リーンロッズ村から出たユウは、近くにいたブルースライムで試すことにした。

このゲームでは、剣技スキルというものがある。

抜刀状態で、頭の中で名前を剣技の名前を念じるか、実際に声を出す。

すると、剣技が発動する。

魔法の場合は、スペルを詠唱する。


ユウは、とりあえず技の確認をするため、ステータス画面を表示してスキル一覧を選択。剣技スキルカテゴリーの、神刀を選択して剣技一覧を見る。

スキル熟練度は最大1000だ。もちろん、今は0だ。

何度も使えば熟練度が上がるので、そのうち強力な技も覚えるだろう。


だが、一覧には既に3つの剣技が表示されていた。普通は、最初は1つだけのはずなのだが……


「……爆砕陣……裂空波……奪命撃……」


ユウは剣技の名前を読み上げた。

なんか、最初の方の技なのに名前がすごい。


とりあえず、ブルースライムでやってみよう。


鉄刀壱ノ型を抜刀し、構える。


「爆砕陣!!」


ユウは鋭く叫んだ。


すると、刀身が赤く輝いてユウの体をシステムが自動的に操る。モンスターを注視していれば、そのモンスターに的確に当ててくれるのだ。


だがユウは、ブルースライムに向かいながらも刀を地面に叩きつけた。

空振りもクソもない。全然届いていない。


なんだこりゃ?


と、ユウがそう思った瞬間……




地面がひび割れ、そのひびからは炎が巻き上がり、次々とひび割れが連続的に起きてブルースライムを巻き込んだ。


一瞬で爆散。


「すっげぇ……」


近接武器のスキルには珍しい遠距離攻撃型スキルだ。


「なら、次は裂空波だ」


と、弾みに言ってしまったユウ。

視界内には、3匹のレッドスライムが。

システムは3匹をターゲットと判断し、剣技《裂空波》を発動させた。


裂空波のモーションは少なかった。

力を溜めるように一瞬構えて、体全体を使って刀を振る。

もちろん、刀自体は掠りもしない……というか、ターゲットは目測でも20メートルは離れている。

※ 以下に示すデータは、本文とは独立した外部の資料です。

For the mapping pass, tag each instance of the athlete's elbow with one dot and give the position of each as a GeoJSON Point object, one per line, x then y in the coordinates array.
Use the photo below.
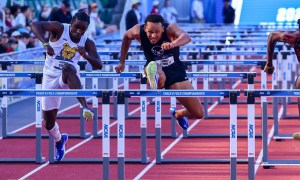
{"type": "Point", "coordinates": [100, 66]}
{"type": "Point", "coordinates": [188, 38]}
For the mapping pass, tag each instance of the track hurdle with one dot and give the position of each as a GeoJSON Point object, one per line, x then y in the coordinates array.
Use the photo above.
{"type": "Point", "coordinates": [38, 77]}
{"type": "Point", "coordinates": [192, 93]}
{"type": "Point", "coordinates": [266, 162]}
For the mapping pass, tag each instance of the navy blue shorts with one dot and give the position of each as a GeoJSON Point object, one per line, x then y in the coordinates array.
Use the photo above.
{"type": "Point", "coordinates": [174, 73]}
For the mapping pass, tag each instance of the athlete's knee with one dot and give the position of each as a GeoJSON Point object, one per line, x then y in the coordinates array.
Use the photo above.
{"type": "Point", "coordinates": [199, 114]}
{"type": "Point", "coordinates": [298, 83]}
{"type": "Point", "coordinates": [48, 124]}
{"type": "Point", "coordinates": [68, 69]}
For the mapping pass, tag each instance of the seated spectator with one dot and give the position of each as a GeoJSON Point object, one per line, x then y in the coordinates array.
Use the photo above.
{"type": "Point", "coordinates": [12, 45]}
{"type": "Point", "coordinates": [3, 42]}
{"type": "Point", "coordinates": [8, 19]}
{"type": "Point", "coordinates": [45, 13]}
{"type": "Point", "coordinates": [197, 12]}
{"type": "Point", "coordinates": [155, 7]}
{"type": "Point", "coordinates": [101, 27]}
{"type": "Point", "coordinates": [228, 13]}
{"type": "Point", "coordinates": [169, 13]}
{"type": "Point", "coordinates": [63, 14]}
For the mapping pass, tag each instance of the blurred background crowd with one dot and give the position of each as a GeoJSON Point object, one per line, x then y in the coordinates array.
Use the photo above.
{"type": "Point", "coordinates": [106, 17]}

だが、刀自体が当たらなくても、刀から飛び出した衝撃波のようなものが3匹をまとめて吹き飛ばした。

連続で爆散。


「すっげぇ……マジで」


ふと気付くと、TPゲージが減少していた。扱いとしては普通の剣技らしい。威力は桁違いだが。


このゲームにはTPとMPがある。前者は剣技、後者は魔法に使うものだ。


ユウは、まだ魔法を覚えていない。

だから、MPは大して重要じゃない。


……少なくとも今は。


「後は、奪命撃だな」


さっき暴れて4匹を撃滅し、周囲にはスライムが居なかったので、場所を移動して奪命撃の的を探す。


「グリーンスライム発見……奪命撃!!」


10メートル離れた位置にいるグリーンスライムを狙って、奪命撃を発動させた。

今回は近接型らしく、システムが自動でユウをグリーンスライムの近くまで移動させる。


そこで、両手で右脇に刀を抱え込むようにして構えた。刀身が青白く光る。


そして、目にも止まらぬ速さで一閃。

グリーンスライムは言うまでもなく爆散。

いわゆる、接近型の単発重攻撃とかいうやつだろう。

威力が凄まじいものとみて、間違いない。


「神刀スキル……いいじゃねーか」


まだ1日目なのにも関わらず、こんなものに出会えるとは……


ぐぅ~……


「そ、そーいや、メシ食ってねーな」


いや、しかしこれはゲームだし食わなくてもいいのでは……


と、ユウが考えた時を狙い澄ましたかのようにAIからの、大事なお知らせ、とやらがメールで送られてきた。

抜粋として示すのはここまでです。